A Reactionary Tale
A few years back, Facebook did something to expand on the previously all-encompassing “like” button—they added something called “reactions.” This came to users in the form of additional emoji-esque options that could be selected once you hovered over the like feature—love, haha, wow, sad, & angry. While the inconsistencies of those naming conventions does cause a bit of a flinch in this administrative mind, I can’t help but find it interesting how well the full range of human emotion can be encapsulated in those 6 images (although my own personal set doesn’t quite feel complete without an eye roll or side-eye reaction).

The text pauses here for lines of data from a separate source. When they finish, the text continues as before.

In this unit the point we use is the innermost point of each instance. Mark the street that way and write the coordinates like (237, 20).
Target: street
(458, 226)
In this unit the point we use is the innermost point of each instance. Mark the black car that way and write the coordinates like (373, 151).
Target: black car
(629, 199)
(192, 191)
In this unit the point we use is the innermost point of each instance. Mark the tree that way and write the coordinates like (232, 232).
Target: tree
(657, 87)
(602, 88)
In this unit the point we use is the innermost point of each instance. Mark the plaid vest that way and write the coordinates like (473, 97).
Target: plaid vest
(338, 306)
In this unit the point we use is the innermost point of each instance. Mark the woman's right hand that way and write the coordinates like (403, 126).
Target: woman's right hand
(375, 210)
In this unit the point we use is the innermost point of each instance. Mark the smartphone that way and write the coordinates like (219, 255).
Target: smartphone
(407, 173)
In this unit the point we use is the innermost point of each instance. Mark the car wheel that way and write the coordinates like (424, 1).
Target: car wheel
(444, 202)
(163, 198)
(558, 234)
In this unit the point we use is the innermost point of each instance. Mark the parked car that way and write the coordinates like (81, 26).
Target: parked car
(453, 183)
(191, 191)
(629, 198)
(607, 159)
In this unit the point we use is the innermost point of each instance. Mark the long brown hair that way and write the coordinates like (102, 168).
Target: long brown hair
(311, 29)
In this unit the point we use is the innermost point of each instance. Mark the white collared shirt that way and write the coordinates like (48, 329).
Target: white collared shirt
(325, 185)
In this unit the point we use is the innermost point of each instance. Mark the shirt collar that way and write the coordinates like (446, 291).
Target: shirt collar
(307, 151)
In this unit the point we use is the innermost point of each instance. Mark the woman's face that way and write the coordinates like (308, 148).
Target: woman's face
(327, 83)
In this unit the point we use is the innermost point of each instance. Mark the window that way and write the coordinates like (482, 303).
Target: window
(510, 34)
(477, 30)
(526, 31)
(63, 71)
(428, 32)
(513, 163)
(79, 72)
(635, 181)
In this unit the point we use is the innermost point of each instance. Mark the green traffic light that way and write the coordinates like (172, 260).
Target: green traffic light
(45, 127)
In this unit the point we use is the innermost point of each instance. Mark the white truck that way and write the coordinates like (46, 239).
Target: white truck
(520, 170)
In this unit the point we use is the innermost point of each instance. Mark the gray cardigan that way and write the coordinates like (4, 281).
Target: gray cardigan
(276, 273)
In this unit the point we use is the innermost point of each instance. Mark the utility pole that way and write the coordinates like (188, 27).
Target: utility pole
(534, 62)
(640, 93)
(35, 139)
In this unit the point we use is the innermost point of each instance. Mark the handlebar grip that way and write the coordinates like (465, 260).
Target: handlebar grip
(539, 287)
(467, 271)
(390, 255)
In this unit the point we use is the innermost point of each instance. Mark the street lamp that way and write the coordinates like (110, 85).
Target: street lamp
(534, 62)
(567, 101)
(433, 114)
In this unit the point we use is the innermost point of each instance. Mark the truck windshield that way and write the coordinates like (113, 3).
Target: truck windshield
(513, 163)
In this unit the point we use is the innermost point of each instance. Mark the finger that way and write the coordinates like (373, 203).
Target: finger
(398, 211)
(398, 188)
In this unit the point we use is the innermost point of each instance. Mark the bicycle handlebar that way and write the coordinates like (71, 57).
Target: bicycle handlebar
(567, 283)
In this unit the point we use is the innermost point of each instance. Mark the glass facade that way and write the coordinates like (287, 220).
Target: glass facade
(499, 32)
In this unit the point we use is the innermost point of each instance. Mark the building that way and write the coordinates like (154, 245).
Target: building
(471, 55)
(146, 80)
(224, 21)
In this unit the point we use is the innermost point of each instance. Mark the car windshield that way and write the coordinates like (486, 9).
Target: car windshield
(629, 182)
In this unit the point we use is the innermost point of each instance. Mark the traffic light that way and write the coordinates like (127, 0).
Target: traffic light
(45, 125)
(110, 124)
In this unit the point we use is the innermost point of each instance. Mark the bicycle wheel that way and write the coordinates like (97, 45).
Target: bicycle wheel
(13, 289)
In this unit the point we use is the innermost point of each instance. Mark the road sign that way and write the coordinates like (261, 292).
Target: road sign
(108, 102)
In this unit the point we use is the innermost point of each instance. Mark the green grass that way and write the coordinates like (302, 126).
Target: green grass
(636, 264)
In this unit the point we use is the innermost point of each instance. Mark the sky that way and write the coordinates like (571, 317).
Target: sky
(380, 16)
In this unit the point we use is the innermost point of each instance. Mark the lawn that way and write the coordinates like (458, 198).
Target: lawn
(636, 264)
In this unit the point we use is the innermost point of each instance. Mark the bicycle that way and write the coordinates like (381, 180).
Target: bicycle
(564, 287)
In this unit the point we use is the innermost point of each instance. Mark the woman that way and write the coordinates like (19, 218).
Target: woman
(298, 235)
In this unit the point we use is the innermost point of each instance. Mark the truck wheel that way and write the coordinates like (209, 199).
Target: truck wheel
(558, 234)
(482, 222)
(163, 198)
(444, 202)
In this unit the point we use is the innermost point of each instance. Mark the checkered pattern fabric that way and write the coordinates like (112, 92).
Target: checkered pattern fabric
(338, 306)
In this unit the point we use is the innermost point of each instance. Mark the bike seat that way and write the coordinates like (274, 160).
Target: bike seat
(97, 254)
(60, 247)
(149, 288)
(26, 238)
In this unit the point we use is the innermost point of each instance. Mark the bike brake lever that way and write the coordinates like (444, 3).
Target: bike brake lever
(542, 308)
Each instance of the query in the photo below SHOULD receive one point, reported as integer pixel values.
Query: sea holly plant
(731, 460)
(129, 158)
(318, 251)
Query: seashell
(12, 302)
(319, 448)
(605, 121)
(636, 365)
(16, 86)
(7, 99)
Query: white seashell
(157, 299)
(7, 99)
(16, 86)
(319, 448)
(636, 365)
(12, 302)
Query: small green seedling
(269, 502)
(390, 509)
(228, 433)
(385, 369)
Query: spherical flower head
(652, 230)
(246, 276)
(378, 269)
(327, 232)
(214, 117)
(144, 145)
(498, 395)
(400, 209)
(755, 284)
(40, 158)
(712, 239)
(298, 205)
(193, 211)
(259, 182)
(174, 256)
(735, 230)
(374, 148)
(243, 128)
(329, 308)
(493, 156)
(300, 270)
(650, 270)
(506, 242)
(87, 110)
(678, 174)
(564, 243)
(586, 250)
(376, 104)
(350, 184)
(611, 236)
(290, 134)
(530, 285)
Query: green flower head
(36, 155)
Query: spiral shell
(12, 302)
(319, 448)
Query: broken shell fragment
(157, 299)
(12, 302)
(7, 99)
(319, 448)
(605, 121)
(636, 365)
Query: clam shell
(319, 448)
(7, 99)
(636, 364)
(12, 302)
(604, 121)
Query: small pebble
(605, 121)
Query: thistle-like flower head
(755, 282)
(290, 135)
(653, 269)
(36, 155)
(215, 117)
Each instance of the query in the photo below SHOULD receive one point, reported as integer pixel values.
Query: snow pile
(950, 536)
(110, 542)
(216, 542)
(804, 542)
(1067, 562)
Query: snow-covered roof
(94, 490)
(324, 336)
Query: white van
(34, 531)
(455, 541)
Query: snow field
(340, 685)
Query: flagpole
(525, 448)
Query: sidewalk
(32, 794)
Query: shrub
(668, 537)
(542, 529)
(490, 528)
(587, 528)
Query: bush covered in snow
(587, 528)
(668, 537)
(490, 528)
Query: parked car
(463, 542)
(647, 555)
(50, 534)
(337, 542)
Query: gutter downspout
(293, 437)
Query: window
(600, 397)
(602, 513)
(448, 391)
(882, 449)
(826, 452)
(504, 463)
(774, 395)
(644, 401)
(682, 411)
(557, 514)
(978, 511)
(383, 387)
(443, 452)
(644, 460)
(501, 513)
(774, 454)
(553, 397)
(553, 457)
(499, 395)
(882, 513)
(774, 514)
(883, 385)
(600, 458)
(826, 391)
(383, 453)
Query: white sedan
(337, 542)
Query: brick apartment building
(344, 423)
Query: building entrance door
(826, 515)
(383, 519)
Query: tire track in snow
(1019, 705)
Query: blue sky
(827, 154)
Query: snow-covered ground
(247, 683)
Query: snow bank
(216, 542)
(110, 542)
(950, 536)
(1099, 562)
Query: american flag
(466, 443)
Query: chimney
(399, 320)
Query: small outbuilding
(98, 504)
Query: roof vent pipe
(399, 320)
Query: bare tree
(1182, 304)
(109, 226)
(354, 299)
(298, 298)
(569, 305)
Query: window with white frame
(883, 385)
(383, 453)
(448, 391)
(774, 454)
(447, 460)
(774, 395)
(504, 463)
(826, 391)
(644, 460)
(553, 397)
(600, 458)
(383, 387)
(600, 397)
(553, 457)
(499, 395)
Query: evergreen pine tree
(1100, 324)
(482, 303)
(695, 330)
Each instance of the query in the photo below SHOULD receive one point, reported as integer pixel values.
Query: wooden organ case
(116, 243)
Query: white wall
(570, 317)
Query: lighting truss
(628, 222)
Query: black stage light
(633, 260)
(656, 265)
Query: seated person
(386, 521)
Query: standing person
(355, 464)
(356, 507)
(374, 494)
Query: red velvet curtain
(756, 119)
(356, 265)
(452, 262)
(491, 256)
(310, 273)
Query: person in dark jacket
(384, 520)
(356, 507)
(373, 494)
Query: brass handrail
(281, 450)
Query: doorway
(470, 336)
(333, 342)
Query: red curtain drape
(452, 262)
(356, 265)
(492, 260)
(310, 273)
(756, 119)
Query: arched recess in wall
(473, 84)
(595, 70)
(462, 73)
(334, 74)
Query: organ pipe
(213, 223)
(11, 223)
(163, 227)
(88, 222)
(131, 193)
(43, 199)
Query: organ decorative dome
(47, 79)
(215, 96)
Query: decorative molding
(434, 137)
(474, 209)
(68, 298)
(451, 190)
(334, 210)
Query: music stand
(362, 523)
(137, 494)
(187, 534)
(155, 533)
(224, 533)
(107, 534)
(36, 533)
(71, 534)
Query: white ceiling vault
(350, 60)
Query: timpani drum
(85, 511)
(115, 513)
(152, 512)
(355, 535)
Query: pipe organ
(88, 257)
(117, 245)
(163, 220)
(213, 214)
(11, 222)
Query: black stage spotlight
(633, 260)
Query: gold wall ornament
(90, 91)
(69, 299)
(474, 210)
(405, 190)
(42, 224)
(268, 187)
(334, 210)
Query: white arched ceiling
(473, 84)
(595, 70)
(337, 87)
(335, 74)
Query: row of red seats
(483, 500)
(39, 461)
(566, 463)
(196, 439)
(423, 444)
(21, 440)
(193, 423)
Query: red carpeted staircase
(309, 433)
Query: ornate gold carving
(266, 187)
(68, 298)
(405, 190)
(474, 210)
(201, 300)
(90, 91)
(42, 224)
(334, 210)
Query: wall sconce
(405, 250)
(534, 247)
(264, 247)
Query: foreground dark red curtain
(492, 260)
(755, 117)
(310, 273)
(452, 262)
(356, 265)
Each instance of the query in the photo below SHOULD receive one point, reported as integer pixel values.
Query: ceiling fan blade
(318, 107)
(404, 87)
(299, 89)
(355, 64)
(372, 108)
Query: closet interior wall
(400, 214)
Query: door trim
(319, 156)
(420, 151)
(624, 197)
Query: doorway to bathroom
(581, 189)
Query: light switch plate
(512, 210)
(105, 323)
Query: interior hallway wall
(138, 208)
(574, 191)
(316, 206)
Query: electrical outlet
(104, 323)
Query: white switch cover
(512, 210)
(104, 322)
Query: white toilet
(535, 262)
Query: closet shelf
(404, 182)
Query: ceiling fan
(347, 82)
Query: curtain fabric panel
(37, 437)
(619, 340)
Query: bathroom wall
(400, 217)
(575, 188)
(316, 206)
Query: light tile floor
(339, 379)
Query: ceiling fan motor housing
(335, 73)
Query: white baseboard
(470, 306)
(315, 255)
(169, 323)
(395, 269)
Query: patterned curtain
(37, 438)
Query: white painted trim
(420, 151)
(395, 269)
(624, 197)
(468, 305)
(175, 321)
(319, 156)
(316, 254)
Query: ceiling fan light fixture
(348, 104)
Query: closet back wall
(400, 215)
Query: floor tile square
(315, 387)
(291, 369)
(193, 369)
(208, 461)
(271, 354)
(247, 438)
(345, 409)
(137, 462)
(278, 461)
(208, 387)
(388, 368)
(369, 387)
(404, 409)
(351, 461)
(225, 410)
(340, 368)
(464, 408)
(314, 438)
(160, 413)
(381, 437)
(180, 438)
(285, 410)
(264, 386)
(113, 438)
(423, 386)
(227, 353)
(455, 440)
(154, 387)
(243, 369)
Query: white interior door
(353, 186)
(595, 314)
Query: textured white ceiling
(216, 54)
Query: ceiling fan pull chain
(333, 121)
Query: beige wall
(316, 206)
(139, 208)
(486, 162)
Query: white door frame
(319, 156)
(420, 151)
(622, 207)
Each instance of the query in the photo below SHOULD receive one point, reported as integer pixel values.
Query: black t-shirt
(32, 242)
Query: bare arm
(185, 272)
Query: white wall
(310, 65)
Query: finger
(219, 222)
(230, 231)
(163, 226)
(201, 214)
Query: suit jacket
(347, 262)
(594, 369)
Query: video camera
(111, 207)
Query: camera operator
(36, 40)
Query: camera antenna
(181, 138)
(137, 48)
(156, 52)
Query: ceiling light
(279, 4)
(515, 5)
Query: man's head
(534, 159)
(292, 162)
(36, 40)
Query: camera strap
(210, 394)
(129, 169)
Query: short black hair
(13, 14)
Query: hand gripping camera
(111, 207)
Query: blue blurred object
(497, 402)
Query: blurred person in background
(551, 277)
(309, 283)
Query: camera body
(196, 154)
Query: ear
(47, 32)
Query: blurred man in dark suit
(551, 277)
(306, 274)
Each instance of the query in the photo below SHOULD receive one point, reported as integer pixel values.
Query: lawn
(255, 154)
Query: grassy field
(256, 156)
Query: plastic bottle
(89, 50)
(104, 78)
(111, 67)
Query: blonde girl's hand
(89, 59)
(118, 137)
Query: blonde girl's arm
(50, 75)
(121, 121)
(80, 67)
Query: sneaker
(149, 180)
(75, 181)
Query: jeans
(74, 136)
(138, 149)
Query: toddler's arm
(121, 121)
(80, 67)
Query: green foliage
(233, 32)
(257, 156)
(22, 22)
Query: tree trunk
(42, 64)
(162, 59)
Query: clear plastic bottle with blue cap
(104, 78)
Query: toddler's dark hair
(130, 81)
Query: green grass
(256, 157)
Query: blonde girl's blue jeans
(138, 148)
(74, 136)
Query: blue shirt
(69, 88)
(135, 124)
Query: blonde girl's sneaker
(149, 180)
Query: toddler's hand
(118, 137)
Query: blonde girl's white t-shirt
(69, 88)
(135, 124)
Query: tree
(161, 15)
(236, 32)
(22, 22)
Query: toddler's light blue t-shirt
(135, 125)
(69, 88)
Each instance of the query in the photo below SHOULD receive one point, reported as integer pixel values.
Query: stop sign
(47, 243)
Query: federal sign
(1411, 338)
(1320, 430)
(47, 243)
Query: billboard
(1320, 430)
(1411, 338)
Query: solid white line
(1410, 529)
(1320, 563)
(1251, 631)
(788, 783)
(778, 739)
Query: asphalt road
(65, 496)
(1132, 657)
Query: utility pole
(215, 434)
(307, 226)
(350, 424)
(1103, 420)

We spend so much of our time offering reactions—even to the point of reacting to someone else’s lack of a reaction. Now this isn’t a new phenomenon in human history. It certainly existed pre-facebook. One would imagine it goes back to the pre-historic era, the time where pretty much all humans did was react—to our unexplained shifting environment, to animals, to each other.
And yet in the year 2017 AD, we still spend so relatively little time learning to manage them.
To be clear, in this context, I’m not referring to Newton’s 3rd Law of Motion. More like I step on your brand new cream-colored Yeezy’s and you start swearing at me like a sailor her first day with skurvy. Taking a look at many of our families, businesses, social circles, customer service interactions, and even our charity work will often all tell the same story. We don’t like to initiate—but we love to react.
Don’t believe me? Consider the question, “Where do you want to eat?” How many memes or comic routines include a bit involving Person A asking Person B for direction, being told “I don’t care, you choose,” then having to essentially list all 26 food choices in a 10 mile radius while having each of them denied one by one? Coming up with the ideas is boring, but shooting them down is almost a sport!
Now this, in itself, is certainly not the end of the world as we know it, albeit a bit exasperating for Person A. But if this is what we do for the simple things, what happens when the stakes are raised even a little bit? How much love is never shared because no one wants to be the first to say, “Will you be mine?”
Imagine if people reacted to the implementation of racism as they do being called racist.
Oh what a day that would be.
Don’t wait for an invitation. Step up. Step in. And get to work.